The Certainties of the Past?
Democracy has a long history; or, perhaps more exactly, it has a long past. The electoral and political volatility which has been evident in Europe during the first two decades of the twenty-first century has created a widespread sense that a past era of democratic certainties has ended. That generates civic and intellectual challenges for our present era. But it also enables us to reassess the supposed certainties of past history. How far can we still regard the history of Western Europe in the second half of the century as a democratic era? Or should we now see it as a similar era of political uncertainties?
About the speakers
Martin Conway is Professor of Contemporary European History at the Balliol College at the University of Oxford. His research has been principally concerned with European history from the 1930s to the final decades of the twentieth century. In his doctoral thesis, Collaboration in Belgium: Léon Degrelle and the Rexist Movement 1940-1944, he explored the history of the extreme-right movement in Belgium, the Rexist movement, during the Second World War.

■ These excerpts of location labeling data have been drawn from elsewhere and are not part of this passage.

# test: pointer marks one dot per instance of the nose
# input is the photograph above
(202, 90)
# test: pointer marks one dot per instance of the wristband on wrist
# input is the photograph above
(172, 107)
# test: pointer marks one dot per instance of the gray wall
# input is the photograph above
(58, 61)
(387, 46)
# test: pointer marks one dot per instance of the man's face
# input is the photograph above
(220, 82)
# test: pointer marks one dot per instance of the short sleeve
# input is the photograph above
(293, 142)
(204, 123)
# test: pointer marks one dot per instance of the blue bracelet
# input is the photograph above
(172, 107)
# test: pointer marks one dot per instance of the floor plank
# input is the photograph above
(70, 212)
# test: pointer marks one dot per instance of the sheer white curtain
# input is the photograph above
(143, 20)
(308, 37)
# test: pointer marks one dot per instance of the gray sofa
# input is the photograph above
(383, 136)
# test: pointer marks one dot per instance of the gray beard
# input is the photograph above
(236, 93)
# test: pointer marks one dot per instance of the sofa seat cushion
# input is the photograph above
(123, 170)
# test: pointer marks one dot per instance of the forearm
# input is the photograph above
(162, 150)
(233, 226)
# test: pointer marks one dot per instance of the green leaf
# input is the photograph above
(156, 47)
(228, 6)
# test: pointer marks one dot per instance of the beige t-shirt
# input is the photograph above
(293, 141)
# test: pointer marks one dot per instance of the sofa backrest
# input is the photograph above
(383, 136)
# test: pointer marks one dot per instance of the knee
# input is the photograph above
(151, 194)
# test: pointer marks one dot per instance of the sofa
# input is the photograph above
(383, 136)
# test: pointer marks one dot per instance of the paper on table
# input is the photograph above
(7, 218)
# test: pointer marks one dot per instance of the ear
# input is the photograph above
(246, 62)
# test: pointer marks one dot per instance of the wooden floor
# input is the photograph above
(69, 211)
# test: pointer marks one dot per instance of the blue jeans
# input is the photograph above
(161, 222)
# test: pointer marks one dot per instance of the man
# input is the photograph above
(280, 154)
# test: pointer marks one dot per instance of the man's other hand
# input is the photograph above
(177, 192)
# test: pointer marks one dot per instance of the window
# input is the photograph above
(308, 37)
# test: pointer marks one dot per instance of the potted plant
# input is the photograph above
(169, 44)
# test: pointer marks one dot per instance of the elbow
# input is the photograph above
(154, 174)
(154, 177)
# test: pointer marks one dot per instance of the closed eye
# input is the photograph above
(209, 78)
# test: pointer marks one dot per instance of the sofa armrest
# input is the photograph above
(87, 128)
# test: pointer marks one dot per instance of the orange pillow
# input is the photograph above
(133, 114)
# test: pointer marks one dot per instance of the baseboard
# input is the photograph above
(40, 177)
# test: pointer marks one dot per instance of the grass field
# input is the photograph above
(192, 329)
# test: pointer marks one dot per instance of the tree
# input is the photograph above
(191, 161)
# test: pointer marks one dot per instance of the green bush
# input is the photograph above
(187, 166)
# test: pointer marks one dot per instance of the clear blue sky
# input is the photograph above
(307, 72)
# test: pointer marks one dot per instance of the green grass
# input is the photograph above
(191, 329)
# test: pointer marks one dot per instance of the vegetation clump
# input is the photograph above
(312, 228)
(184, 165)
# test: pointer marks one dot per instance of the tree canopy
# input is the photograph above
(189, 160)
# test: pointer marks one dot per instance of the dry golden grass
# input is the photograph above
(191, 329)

His continued interest in Belgium resulted in The Sorrows of Belgium: Liberation and Political Reconstruction 1944-47. In his latest book, Western Europe’s Democratic Age (Princeton University Press) Conway asks what happened in the years following World War II to create a democratic revolution in the western half of Europe.
Mario Daniels (moderator) is the DAAD-Fachlektor des Duitsland Instituut Amsterdam. He holds a PhD from the University of Tübingen, taught at the Universities of Tübingen and Hannover, and was twice a research fellow at the German Historical Institute in Washington, D.C. From 2015 to 2020 he was the DAAD Visiting Professor at the BMW Center for German and European Studies at Georgetown University. His latest book, co-authored with John Krige, Knowledge Regulation and National Security in Postwar America, was published with University of Chicago Press in April 2022.